Being a Texas girl, Uvalde hit too close to home. I had no words, no hope, only anger, grief and anxiety. I felt like I couldn’t breathe, and I couldn’t stop crying. It seems like the horrors and barbarity just keep coming. What helped was the realization that we are in this together. My travels and my life in Zambia have taught me that we are more alike than we are different. So many of us are stuck together in our anxiety, grief, horror and lack of answers. Slowly I realized I couldn’t just sit with my grief.
One of my favorite authors who has brought me through some of my hardest times is Anne Lamott. In a blog post she wrote after Sandy Hook, she said, “There were no answers that day, the next day, the day after that. But then slowly, life began to make sense again. Life, death, rebirth—the ultimate truth. Hope returned against all odds, eventually, because love is bigger than any horrors and barbarity that the world throws at us. We will have hope again, because of this love.” She said that talking and sticking together was the answer.
So, I started searching for those people I could talk to, people whose actions for justice I could join, people I could pray with. I found groups that are working to stop gun violence and I joined with them. My daughter and I attended March for Our Lives here in Atlanta, and as we stood in front of the Ebenezer Baptist Church with hundreds of other likeminded Atlantans, as we listened to the prayers and songs that were lifted, as we walked, chanted, yelled, and cried, I felt hope starting to return.
A few days later I did phone banking for Moms Demand Action. We were calling three states—Texas, South Carolina, and Pennsylvania. I have done political phone banking before, so I expected there to be rude people who would slam the phone in my ear. It didn’t happen. I was shocked. Almost every single person I spoke with agreed to support our cause for commonsense gun laws. Almost every single person agreed to let me transfer the call to their legislator. I was especially surprised by the people I spoke with in Texas. They were just like me, looking for some hope. They seemed excited to talk to me and to talk to their legislator with the hope of making a difference. At the end of my time making these calls, my hope was back, and I realized that love is bigger than the horrors we are facing.
Rev. Garikai Gwangwava, a pastor in Zimbabwe, wrote a song for the ZZMUSA conference. A song about hope and perseverance. His lyrics say, “One thing I’m sure, I will never give up for I know my God lives on. Because He lives I can face tomorrow.” Please, please – go to YouTube and search for Rev. Garikai and listen to his song!

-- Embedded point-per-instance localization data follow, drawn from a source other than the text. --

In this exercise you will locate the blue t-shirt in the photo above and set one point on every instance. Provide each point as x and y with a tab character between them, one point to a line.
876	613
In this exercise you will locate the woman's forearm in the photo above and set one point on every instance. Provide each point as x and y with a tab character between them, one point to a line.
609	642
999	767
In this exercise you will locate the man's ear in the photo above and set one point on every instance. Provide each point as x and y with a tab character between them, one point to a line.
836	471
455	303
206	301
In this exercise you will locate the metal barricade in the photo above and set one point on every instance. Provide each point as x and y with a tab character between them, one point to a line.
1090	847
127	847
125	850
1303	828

One thing I know: I will never give up, and I know that the way I can continue finding hope is by sharing love. Protesting, making phone calls, welcoming strangers at church, feeding the hungry. Find ways you can show love. Be patient with yourself. Plant a garden. Make a donation. If we keep showing love, hope will flow back into our hearts. And as Mariame Kaba wrote, “Hope is a discipline. . . . We have to practice it every single day.”

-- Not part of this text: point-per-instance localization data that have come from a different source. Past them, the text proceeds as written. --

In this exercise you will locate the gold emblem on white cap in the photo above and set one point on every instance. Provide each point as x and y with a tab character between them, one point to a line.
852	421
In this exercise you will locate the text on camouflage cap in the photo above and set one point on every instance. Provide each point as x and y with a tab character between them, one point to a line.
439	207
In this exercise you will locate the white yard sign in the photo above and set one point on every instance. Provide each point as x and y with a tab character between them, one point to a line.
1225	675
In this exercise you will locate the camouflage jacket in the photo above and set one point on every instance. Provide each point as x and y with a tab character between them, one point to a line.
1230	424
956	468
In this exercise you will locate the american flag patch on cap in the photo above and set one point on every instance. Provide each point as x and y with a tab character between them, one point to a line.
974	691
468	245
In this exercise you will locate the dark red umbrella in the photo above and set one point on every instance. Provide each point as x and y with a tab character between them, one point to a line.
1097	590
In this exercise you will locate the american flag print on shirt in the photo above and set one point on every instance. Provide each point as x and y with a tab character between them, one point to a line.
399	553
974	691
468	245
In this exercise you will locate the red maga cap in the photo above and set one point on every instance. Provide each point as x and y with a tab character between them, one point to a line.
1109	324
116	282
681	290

Melissa Johnson is a Texas girl, a daughter, wife, mother of three and grandmother of two. She currently works with the CCAP Zambia Health Department as a Presbyterian Church (USA) mission co-worker. Melissa works to facilitate the development and implementation of health education programs that have been identified to improve maternal and child health, to address feminine hygiene and reproductive health issues of girls and women, to raise awareness about nutritional needs of children and adults, as well as communicable and non-communicable diseases.